Chief Technology Editor-Pipelines/Gas Processing
HOUSTON, May 9 -- US independent oil and gas companies have been increasingly active and productive in the US Gulf of Mexico. And access to new areas as well as some royalty relief in existing areas will allow them to continue playing this vital energy supply role for the US in the near term.
That was the message of Chuck Davidson, CEO, president, and chairman of Noble Energy Inc., Houston, speaking at this week's Offshore Technology Conference in Houston. Davidson made his remarks as part of a panel representing the US Independent Producers Association of America.
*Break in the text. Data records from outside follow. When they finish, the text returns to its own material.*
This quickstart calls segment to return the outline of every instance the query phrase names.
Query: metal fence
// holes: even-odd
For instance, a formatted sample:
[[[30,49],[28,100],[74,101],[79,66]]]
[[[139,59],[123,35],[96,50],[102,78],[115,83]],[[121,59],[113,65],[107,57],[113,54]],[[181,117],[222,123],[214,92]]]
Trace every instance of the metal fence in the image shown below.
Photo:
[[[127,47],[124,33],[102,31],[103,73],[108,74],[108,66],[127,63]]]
Davidson said the events of the past 2 years have shown how closely coupled is the energy industry's health with energy prices. He said that high levels of activity and costs in early 2001, in response to the high prices commodities were attracting, led to increases in gas supplies. And he noted how rapidly US gas drilling faded as inventories grew and those same prices began to sag.
At present, a reviving economy is driving up gas demand—and prices—along with the natural gas rig count. But the underlying long-term demand for natural gas in the US remains strong, he said, although both producers and consumers continue to see highly volatile prices.
The IPAA's objective, said Davidson, is to obtain access to the new resources so important for future supply growth.
Among issues the industry faces, however, is continuing consolidation as companies work to increase efficiency and gain access to capital. Technology is playing a huge role in these efforts, specifically by making more mature areas more productive and aiding efforts in newer, more difficult regions.
Davidson noted that there are about 8,000 independents currently active in the US who have drilled more than 85% of all wells in 33 states with oil and gas. He also showed how independents' involvement in US oil and gas development has increased, to 60% of US upstream investment in 2000 from 35% in 1980.
Independents hold nearly half the federal leases nationwide, 80% of the shallow-water leases in the Gulf of Mexico, and 50% of the deepwater leases. Davidson said that in the recent federal gulf lease Sale 182, independents had apparent high bids on more than 80% of the tracts.
In the gulf, independents face fewer and smaller prospects and a higher rate of decline in existing fields, which Davidson said advances in technology are helping to mitigate. Deep water presents longer development times, risks more capital, and raises significantly more difficult technical challenges.
Davidson particularly noted the challenges of the deeper-strata Outer Continental Shelf—wells to below 15,000 ft—where advanced seismic technologies have enhanced prospectivity. There, the target sizes are larger than on what he called the "conventional" shelf.
He said US Minerals Management Service studies put the gas potential below 15,000 ft at 5-20 tcf. In 2001, with 35,000 wells drilled to date on the shelf, only 5% had penetrated below 15,000 ft.
It's at these drilling depths that producers receive some favorable royalty consideration.
Also using MMS data, Davidson pointed out how production from deepwater tracts has, beginning in the mid and late 1980s, allowed total Gulf of Mexico production to continue to grow. Shelf production has been flat and, since the mid-1990s, declined to about 15 bcfed in 2002, while production from the deepwater gulf in the same year pushed total gulf production to about 23.5 bcfed.